Editorial: There is no right to vote on rights

Editorial Board

Speaking to a small crowd that marched from downtown Des Moines to the grounds of the Iowa Capitol building, Des Moines Mayor Frank Cownie said of that group’s goal to reform gun laws, “This is not an assault on constitutional rights. This is about the safety of our communities. We deserve a conversation. We deserve a vote.”

But on what, exactly, do “we” deserve a right to vote? Americans are at an immense constitutional impasse as to what rights are protected by Second Amendment, which is often taken as protecting a person’s right to own firearms and to defend himself when attacked. Cownie’s statement, unfortunately, assumes that that impasse does not exist.

It assumes a common ground on which we all agree. That common ground does not exist. Although 58 percent of Americans believe that laws regulating the sale of firearms should be more strict than they currently are, 34 percent believe those laws should be kept as they are. And, even if a much larger majority than 58 percent believed that gun laws should be stricter, that consensus still would not resolve the question of what is, and is not, a constitutional right.

Opponents of Cownie’s position that “we” deserve a vote on a bill or referendum to curb access to guns share something in common with the proponents of same-sex marriage demonstrating outside the U.S. Supreme Court building and changing their Facebook profile pictures to a pink equals sign on a red background. Those two groups, we think, would agree on a key issue of the United States: Rights are not, and should not be, subject to popular vote.

Iowans, in fact, have been having this debate with respect to same-sex marriage for a few years now. After the Iowa Supreme Court struck down a state law that limited marriage to heterosexual couples, conservatives demanded that the Iowa Senate’s majority leader stop blocking an amendment to the Iowa Constitution that would limit marriages to heterosexual couples. “Let us vote,” they said.
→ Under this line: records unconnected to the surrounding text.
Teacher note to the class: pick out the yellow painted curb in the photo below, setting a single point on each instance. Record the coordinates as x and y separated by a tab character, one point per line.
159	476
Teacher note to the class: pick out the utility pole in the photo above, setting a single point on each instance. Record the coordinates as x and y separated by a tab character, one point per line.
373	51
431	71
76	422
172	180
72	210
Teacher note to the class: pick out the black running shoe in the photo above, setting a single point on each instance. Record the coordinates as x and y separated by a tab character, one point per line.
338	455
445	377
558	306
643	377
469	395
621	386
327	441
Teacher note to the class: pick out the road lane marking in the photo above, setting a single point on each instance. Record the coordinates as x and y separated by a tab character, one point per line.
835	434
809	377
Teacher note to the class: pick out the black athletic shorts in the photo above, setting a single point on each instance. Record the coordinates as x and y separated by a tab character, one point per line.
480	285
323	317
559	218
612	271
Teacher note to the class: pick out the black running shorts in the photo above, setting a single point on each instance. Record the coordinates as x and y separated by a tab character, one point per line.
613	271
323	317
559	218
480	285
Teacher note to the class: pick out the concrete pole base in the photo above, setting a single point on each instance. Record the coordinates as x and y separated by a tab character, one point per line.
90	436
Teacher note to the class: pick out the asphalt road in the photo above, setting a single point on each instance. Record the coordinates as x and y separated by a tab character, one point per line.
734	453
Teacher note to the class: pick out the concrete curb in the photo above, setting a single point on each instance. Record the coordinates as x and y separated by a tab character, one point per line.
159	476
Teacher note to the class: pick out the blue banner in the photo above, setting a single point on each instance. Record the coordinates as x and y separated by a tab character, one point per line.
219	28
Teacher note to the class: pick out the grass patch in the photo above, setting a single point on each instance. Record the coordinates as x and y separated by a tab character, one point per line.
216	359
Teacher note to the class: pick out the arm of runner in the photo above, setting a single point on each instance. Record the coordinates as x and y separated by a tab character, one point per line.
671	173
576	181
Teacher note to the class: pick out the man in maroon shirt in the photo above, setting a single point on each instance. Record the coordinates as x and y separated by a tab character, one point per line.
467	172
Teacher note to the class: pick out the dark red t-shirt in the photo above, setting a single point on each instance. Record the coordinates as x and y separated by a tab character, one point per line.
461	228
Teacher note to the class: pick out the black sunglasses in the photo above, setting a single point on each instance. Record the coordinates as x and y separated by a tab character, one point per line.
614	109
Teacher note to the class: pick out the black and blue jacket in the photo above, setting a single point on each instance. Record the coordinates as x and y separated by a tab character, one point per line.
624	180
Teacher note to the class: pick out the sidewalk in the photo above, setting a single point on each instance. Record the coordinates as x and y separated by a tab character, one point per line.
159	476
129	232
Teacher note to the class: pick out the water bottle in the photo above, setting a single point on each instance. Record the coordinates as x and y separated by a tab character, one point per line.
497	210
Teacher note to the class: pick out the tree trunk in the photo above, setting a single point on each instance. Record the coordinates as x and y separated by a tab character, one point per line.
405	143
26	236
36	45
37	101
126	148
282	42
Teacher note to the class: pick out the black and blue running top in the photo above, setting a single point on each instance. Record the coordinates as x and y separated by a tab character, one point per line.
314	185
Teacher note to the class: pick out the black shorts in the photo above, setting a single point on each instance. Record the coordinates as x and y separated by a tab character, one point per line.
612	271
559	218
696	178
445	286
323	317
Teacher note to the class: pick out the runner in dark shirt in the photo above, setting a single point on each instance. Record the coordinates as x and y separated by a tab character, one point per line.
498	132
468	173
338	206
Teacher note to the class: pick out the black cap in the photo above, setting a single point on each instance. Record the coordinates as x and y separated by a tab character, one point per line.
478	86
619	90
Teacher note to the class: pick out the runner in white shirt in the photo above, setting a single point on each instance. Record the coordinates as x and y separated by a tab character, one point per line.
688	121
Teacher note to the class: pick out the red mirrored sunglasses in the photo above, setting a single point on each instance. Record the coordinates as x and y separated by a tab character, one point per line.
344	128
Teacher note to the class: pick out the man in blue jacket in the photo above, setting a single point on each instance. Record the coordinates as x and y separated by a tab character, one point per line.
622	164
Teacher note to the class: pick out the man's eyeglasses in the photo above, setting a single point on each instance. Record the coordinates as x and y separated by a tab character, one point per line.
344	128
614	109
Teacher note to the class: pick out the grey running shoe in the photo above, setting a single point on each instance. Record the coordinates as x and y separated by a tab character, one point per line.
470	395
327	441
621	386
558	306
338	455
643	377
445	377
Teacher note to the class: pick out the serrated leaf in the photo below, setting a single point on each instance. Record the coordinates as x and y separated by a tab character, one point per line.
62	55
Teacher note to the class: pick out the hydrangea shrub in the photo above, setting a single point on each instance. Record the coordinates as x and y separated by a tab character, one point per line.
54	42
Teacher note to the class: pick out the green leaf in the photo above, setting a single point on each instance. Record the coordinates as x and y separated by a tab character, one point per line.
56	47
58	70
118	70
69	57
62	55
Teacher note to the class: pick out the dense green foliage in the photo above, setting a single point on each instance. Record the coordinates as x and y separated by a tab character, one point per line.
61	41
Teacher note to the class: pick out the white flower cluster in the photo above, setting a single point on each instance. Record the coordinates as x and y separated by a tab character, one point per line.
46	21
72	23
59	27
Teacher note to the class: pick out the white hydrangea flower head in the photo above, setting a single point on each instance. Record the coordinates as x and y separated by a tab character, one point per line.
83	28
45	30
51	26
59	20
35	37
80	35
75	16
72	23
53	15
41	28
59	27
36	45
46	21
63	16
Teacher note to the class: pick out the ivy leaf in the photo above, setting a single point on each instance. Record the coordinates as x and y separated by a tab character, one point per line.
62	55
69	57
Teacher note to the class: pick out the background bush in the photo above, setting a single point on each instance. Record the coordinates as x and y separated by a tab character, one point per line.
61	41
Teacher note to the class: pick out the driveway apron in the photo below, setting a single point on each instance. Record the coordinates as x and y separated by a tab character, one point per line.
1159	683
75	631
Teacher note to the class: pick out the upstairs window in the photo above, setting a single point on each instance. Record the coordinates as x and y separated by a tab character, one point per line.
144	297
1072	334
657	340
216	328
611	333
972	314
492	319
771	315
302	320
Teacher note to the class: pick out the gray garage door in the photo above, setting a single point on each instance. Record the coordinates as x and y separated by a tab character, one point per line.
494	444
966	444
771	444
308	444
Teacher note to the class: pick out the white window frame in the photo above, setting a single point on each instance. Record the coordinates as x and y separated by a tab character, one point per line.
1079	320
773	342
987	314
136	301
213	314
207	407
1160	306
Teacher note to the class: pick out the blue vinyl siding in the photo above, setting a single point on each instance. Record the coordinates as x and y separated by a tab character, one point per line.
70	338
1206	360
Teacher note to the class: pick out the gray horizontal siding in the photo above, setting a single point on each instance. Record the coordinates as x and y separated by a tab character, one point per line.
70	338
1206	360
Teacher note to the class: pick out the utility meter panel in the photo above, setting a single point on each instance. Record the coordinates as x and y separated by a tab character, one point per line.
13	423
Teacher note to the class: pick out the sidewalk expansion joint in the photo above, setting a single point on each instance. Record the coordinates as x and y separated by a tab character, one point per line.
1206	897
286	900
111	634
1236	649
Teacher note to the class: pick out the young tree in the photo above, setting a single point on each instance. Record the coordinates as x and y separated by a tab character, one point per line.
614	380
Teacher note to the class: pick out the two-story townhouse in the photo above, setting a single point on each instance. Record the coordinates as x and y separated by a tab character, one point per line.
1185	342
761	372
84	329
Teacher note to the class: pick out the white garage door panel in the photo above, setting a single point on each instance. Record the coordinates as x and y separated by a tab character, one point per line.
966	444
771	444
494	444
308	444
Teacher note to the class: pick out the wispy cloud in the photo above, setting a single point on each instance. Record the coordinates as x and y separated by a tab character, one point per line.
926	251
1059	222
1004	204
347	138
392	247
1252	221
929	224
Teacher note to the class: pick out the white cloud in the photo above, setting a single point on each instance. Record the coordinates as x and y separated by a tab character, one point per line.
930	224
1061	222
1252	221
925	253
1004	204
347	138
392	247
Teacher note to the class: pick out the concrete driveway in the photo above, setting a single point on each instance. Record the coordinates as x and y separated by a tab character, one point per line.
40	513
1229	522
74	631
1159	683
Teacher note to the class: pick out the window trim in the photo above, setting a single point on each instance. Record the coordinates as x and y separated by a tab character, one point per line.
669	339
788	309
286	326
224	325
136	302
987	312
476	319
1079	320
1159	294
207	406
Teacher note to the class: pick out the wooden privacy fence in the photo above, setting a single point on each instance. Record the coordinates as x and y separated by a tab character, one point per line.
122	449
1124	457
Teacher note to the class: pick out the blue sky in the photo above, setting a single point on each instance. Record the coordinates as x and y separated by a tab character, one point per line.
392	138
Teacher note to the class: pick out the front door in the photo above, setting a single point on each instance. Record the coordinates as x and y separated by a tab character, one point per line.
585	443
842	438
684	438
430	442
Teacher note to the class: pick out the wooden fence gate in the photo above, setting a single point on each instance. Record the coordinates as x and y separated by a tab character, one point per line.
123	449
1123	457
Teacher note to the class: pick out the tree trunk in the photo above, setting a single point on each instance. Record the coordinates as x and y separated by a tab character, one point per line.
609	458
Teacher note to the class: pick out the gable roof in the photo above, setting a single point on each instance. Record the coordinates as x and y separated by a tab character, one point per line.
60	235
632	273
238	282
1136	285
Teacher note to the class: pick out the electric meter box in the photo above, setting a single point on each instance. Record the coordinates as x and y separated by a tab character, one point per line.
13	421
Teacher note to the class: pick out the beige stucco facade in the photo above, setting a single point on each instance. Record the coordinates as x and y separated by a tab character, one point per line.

Naturally, supporters of same-sex couples’ right to vote cried foul — because rights should not be subject to the vote of anything but the most powerful of majorities.

Rights are a very abstract concept, and it is difficult to escape philosophy when discussing them. Suffice it to say, however, that if we have a right to do something, it is right that it be done. It would make no sense for an action to be a “right” if acting upon that right entailed hurting another person.

For this reason, the founders of the United States repudiated the notion of democracy and instead installed a republic. Since all the people who ever could hold governmental office are humans — since every office holder is fallible and liable to make mistakes — government should be limited, unable to cross certain thresholds. Conveniently, some of those rights, or “truths,” are self-evident.

Where a potential right is not self-evident, however, we must find a way of resolving that issue, before we can claim a right to “vote” on it. The same way that the U.S. Supreme Court is only now hearing key cases on same-sex marriage, a sweeping ruling on the right to bear arms has not yet come.